The readings were taken by a team of students from CoEP, led by their professor Shindikar, who collected sound samples from 10 important areas of Ganpati procession and visarjan, using spatiotemporal and scientific detectors.
MPCB, the nodal agency to monitor and study noise pollution and sound level, found it was beyond permissible limit of 65 dB at commercial areas at 18 locations across Pune. According to MPCB official Pratap Jagtap, “This year there was no restriction on enjoying the festival and thus the sound levels were higher than the hearing capacity of any individual which is at 50dB. Since it is not a continuous sound but showing the dips and rise of the sound, hence the dB levels crossed over 90 this year.”
MPCB data showed that at six locations - Shivajinagar (Sakhar Sankul) 97.19 dB, Shaniwar peth (Shaniwarwada) 94.32 dB, Laxmi road (Shagun chowk) 96.12 dB, Mahatma Phule Mandai 98.70 dB, Sarasbaug (Mitra Mandal chowk) 96.19 dB, and Khadki (Near Bazar) 94.79 dB.
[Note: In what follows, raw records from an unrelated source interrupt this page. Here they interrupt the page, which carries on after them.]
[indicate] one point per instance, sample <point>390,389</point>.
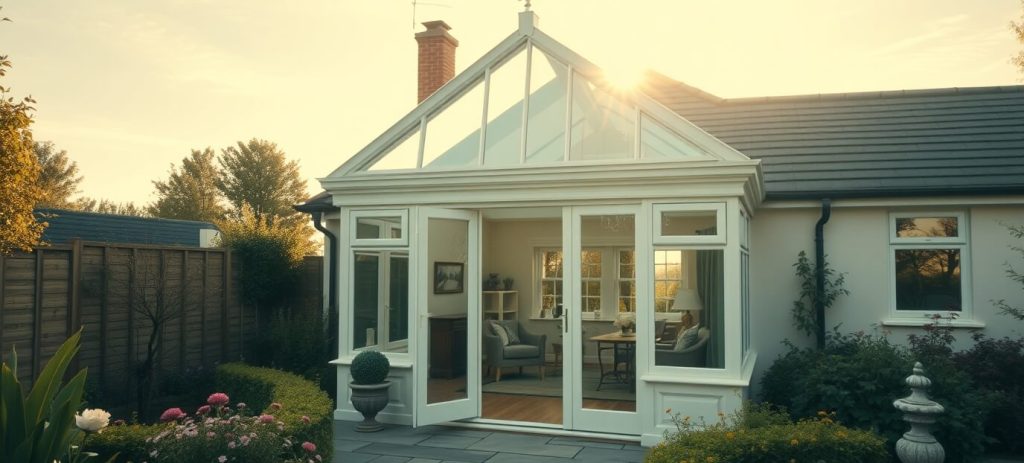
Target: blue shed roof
<point>907,142</point>
<point>67,225</point>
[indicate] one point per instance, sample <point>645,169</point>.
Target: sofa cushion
<point>687,338</point>
<point>521,351</point>
<point>511,329</point>
<point>499,331</point>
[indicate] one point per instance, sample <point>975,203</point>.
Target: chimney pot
<point>436,57</point>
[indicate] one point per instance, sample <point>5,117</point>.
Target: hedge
<point>258,387</point>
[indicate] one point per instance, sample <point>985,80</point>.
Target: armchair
<point>529,351</point>
<point>694,355</point>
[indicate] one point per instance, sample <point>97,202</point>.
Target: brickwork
<point>436,57</point>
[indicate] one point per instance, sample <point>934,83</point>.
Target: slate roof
<point>889,143</point>
<point>68,225</point>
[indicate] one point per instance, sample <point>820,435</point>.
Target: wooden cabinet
<point>501,304</point>
<point>448,346</point>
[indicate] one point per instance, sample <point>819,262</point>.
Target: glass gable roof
<point>531,109</point>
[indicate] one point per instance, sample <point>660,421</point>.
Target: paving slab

As per the Noise Pollution (Regulation and Control) Rules, 2000 (amended in 2017) published by the ministry of environment and forests, 55 dB in daytime and 45 dB at night is the permissible sound limit in residential areas.
The blaring sound of loudspeakers disturbed many residents along Tilak road, Laxmi road, Bajirao road, Kelkar road, Kumthekar road, and Tilak road with some old structures also shaking due to the sound waves, said residents.